StarRocks / starrocks

StarRocks, a Linux Foundation project, is a next-generation sub-second MPP OLAP database for full analytics scenarios, including multi-dimensional analytics, real-time analytics, and ad-hoc queries.
https://starrocks.io
Apache License 2.0
8.65k stars 1.75k forks source link

Paimon doesn't work with Azure (abfss) - dependencies? #49289

Open creativedutchmen opened 1 month ago

creativedutchmen commented 1 month ago

I'm using the CelerData BYOC on Azure, and I'm trying to add a Paimon catalog to query my data in Azure data lake (gen2).

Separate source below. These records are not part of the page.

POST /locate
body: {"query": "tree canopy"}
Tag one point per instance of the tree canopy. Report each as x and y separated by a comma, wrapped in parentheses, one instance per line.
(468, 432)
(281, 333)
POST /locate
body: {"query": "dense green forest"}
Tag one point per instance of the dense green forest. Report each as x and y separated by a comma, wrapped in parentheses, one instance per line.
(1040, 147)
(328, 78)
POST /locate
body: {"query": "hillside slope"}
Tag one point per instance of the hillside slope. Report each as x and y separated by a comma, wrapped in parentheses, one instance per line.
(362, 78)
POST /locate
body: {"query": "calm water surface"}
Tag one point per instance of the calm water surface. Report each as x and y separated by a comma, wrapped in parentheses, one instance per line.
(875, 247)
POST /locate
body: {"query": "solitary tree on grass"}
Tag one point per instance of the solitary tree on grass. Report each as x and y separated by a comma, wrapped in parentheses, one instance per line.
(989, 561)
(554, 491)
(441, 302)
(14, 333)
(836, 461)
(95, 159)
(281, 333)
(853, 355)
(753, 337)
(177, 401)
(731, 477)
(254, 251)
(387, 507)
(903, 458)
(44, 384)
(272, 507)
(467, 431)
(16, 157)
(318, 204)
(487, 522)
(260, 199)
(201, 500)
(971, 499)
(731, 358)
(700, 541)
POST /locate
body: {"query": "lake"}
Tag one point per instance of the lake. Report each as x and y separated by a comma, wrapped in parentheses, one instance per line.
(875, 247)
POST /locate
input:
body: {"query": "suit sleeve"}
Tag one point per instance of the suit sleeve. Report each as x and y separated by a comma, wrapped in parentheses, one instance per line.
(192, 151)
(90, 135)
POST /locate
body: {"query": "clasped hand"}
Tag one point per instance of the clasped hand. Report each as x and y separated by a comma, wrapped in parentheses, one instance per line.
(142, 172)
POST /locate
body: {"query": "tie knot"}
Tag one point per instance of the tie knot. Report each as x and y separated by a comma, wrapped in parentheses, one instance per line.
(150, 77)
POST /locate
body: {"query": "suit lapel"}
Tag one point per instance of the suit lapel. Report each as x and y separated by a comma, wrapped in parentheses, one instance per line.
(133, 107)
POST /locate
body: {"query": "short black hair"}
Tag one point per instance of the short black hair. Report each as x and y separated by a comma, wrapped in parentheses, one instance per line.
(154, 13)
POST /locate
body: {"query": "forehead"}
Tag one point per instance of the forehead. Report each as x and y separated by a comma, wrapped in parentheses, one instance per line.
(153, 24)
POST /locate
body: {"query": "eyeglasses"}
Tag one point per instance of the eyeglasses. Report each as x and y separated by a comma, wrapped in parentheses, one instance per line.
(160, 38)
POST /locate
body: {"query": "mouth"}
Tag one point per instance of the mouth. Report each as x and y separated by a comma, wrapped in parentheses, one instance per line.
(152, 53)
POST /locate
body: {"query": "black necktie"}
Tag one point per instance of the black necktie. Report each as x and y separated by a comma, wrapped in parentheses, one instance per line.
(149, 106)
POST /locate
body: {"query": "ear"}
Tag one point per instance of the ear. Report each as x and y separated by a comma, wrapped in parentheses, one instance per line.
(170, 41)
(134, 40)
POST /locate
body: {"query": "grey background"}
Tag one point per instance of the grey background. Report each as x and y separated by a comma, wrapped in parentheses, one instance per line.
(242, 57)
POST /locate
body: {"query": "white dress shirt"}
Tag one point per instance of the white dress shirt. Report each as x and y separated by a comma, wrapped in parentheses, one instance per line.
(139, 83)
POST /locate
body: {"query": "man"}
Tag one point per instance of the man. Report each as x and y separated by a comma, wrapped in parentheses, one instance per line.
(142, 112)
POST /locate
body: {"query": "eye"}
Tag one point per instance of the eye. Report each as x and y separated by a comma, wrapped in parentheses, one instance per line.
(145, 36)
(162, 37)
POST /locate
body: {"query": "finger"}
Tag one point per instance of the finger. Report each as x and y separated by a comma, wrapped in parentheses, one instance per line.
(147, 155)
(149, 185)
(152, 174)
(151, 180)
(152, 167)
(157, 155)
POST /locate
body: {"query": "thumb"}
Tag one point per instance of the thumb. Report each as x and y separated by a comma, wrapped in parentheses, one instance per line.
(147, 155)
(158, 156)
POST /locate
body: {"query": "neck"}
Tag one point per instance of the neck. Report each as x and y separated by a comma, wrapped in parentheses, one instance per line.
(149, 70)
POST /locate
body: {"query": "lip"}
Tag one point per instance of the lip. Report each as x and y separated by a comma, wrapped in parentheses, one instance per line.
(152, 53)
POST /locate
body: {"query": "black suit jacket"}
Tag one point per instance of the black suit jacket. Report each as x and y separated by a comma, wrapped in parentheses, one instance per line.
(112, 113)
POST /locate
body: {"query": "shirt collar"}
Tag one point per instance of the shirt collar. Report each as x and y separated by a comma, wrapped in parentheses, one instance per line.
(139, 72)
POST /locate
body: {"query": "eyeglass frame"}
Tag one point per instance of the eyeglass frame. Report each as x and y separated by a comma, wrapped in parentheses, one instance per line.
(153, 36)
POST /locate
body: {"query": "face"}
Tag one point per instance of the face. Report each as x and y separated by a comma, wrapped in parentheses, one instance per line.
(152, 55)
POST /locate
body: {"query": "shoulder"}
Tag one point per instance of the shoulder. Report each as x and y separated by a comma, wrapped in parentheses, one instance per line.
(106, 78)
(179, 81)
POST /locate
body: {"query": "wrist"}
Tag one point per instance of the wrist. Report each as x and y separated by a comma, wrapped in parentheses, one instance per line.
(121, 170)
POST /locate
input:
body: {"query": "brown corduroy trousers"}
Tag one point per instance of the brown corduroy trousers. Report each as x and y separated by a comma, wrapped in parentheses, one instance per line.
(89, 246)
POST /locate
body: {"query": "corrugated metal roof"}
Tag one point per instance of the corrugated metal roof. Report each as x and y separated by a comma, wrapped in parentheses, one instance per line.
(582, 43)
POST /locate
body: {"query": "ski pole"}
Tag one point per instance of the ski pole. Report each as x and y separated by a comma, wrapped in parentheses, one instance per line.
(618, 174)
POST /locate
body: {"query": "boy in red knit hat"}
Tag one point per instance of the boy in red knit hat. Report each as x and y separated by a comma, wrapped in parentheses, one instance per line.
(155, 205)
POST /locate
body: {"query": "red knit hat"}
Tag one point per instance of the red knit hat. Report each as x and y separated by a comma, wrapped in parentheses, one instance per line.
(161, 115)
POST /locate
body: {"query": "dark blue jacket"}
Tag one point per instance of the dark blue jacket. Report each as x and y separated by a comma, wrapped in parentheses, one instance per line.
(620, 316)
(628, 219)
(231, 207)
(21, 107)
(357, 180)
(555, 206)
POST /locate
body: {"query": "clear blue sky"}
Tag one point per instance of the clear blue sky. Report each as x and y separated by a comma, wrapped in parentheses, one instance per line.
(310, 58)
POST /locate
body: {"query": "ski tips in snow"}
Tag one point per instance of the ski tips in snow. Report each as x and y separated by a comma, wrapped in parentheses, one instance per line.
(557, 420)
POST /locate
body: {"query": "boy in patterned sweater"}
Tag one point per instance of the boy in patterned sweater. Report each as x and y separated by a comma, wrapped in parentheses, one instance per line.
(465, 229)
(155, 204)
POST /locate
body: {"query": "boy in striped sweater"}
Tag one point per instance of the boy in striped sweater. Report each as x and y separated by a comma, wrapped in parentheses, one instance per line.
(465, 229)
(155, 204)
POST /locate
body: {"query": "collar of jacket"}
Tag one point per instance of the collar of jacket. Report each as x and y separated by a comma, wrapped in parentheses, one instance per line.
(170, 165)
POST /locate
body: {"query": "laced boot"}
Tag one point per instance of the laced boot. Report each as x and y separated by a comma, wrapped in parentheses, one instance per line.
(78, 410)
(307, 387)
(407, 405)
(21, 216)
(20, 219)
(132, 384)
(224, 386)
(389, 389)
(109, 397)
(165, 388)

It seems like some libraries to communicate over abfss are missing, even though I can read directly using the protocol.

Steps to reproduce the behavior (Required)

CREATE EXTERNAL CATALOG paimon
PROPERTIES
(
    "type" = "paimon",
    "paimon.catalog.type" = "filesystem",
    "paimon.catalog.warehouse" = "abfss://xxx@xxx.dfs.core.windows.net/xxxx",
    "azure.adls1.oauth2_client_id" = "xxxxx",
    "azure.adls1.oauth2_client_secret" = "xxxx",
    "azure.adls1.oauth2_client_endpoint" = "https://login.microsoftonline.com/xxxx/oauth2/token"
);

Expected behavior (Required)

A catalog is created and it's possible to use it and read data from the tables.

Real behavior (Required)

An exception is raised:

org.apache.paimon.fs.UnsupportedSchemeException: Could not find a file io implementation for scheme 'abfss' in the classpath.

StarRocks version (Required)

3.2.8-ee-366ca94

kevincai commented 1 month ago

@Smith-Cruise @before-Sunrise can you take a look?

Smith-Cruise commented 1 month ago

Sorry, we have some connection issues with Azure in Paimon, and we are fixing it now.

Smith-Cruise commented 1 month ago

You can configure core-site.xml and put azure's hadoop jar in be/lib/paimon-reader-lib, it can bypass this error.

Smith-Cruise commented 3 weeks ago

you have to use adls gen2's grammar to create catalog